Saturday, December 5, 2009

wish jars + imaginary lives


thank you dear friends! I feel very full of good wishes and sparkly love and abundant gratefulness. it's been a lovely, lovely year.

so. the list.

been thinking about the list.

I appreciate the direction and organization that a list provides. and that this particular list provided a simple reminder to do something fun and good and then that really weird tingly feeling when I was able to cross something off.

but there was some pressure too. some pressure to do something that maybe I wasn't quite as interested in ten months after writing it down. my mind was saying, "no big deal, no pressure.", but my brain was saying, "it's on the list. do it." wishes become chores. not good.

thinking maybe I'm not such a list person after all. I need something even more visual, yet broader and more supple.

this year I was introduced to the concept of imaginary lives. I've been searching all morning to try and find the book this was in to give credit. I can't locate the exact source, but I believe it is the joy diet. the gist is that we try on different lives we think we may want to live: walk the walk, talk the talk, dress the part, do the things...you get the picture. I rejected this idea at first because it felt a wee bit inauthentic and a whole lot wannabe. then I realized that this could be {and is} a really fun way to explore different roles and be creative and expansive and avoid sameness and boredom and atrophy. sounds like a great method of planning a really interesting year, right?

I also like the notion of using wish jars to hold ideas and dreams...it's imaginative yet concrete {more list-like} at the same time. since little slips of random paper all mungled up in a single jar together makes me a little crazy, how about fusing the ideas of imaginary lives and wish jars? a jar for each role filled with things to do, create, become. multiple jars representing the areas in my life I want to explore. okay, now we're getting closer...

how many imaginary lives is too many? should we start with only one or have an entire shelf full? what are your imaginary lives?

Thursday, December 3, 2009

beatlemania, courtney love and me


we're forty-five!!!!

that's a lot of candles people. a lot.


Tuesday, December 1, 2009

blue december

my junior high art teacher did this exercise beginning with, "what color is...?"; she would name off everyday things and ideas and the class would have a discussion about which color or colors best fit.
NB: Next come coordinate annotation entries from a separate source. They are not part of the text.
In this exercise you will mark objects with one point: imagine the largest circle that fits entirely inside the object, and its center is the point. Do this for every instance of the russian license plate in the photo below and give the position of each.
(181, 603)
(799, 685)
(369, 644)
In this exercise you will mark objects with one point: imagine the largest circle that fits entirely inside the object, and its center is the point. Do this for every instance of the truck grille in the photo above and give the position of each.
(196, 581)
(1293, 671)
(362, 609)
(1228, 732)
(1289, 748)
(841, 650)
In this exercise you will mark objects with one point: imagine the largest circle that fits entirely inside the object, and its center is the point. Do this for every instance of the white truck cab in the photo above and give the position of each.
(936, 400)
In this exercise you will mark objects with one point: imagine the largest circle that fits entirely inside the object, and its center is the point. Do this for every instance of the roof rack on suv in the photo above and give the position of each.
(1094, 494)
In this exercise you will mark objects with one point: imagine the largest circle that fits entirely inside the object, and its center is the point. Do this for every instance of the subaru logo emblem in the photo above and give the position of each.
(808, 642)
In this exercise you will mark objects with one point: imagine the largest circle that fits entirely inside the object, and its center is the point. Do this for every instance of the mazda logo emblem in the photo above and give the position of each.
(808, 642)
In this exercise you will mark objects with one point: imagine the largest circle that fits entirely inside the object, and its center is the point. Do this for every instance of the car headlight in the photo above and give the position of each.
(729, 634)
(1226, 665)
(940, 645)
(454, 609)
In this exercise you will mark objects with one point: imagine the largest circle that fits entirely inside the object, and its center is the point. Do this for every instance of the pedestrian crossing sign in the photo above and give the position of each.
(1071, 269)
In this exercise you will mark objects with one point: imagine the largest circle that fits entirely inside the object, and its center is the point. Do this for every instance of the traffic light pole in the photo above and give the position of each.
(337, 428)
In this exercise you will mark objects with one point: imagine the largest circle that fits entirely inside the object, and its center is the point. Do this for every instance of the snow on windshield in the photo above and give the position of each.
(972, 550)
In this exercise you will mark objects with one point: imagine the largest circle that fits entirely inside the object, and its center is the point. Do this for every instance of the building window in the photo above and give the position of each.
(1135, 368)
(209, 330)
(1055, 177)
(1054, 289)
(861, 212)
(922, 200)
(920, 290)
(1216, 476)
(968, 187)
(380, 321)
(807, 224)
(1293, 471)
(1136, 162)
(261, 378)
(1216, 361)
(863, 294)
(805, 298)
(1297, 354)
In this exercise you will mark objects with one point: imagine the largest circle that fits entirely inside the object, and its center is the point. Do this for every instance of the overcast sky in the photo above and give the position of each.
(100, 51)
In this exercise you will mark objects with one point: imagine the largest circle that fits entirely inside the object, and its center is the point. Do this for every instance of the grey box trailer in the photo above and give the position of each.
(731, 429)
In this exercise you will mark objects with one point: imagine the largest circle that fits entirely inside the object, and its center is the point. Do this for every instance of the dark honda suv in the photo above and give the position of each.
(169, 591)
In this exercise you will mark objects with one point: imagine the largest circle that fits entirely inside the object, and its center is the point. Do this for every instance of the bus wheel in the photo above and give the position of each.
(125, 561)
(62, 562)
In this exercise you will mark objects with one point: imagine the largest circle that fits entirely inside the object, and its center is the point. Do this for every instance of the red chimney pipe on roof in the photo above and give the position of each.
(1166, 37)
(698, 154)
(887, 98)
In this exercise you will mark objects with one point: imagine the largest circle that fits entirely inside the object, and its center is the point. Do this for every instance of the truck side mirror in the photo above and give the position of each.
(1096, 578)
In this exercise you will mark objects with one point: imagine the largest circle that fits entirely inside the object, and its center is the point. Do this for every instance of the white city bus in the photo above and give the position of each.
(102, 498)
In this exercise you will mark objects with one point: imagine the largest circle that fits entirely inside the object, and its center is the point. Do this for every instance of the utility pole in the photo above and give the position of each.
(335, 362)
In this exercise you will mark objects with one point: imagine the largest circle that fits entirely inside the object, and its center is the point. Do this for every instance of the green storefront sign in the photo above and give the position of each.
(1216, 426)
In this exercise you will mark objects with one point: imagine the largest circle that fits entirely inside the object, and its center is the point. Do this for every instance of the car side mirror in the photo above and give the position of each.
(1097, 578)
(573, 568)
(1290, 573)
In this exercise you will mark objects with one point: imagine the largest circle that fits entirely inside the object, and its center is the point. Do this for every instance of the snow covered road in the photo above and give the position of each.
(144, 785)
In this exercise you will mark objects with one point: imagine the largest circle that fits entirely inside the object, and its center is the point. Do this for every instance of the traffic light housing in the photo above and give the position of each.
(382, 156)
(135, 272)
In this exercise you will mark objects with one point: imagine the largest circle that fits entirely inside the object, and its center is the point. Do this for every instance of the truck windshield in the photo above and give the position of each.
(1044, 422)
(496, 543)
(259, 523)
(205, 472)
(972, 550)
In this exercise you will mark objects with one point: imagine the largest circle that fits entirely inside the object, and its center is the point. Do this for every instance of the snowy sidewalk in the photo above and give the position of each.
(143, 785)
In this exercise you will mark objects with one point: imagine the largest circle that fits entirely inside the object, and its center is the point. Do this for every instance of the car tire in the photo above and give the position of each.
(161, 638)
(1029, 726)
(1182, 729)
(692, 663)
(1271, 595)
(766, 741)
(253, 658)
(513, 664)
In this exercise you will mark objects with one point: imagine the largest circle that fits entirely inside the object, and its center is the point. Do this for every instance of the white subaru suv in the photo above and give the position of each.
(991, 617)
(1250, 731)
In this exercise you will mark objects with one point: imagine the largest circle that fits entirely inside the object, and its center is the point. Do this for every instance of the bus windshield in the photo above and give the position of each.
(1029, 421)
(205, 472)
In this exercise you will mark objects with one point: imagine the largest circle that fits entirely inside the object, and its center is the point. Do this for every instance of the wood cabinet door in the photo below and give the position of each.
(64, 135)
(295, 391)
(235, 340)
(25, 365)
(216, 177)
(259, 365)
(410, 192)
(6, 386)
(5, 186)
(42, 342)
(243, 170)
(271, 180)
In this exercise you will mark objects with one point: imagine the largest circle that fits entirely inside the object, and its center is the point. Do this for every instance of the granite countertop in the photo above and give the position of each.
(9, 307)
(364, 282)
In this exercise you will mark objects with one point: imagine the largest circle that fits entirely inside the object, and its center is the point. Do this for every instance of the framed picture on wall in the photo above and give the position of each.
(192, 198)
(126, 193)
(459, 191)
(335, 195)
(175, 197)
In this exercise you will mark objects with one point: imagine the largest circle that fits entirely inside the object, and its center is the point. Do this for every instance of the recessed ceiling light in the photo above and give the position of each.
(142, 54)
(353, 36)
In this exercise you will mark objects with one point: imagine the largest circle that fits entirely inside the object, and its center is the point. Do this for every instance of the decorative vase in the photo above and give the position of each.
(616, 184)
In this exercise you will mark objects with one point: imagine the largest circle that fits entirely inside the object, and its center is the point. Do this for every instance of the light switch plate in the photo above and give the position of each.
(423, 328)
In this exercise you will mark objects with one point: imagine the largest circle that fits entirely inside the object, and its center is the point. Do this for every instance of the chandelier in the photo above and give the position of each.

I love this exercise because it helped our elastic adolescent minds stretch beyond what was obvious and concrete, training our imaginations and engaging our minds in higher level abstract thought. inevitably the discussion would evolve to include the qualities and personalities and energies of colors. sometimes we would assign shapes too.

some of these associations stay with me. when I'm trying to think of ideas, there is a rolling field of brilliant yellow before me. the sky is clear and mutable, a vessel for unassigned color in the world. and december is colored shades of blue and purple, with a dash of green.

to honor her, to thank her for showing me that color is not merely a tool, my december will be curiously colored in these wintry tones.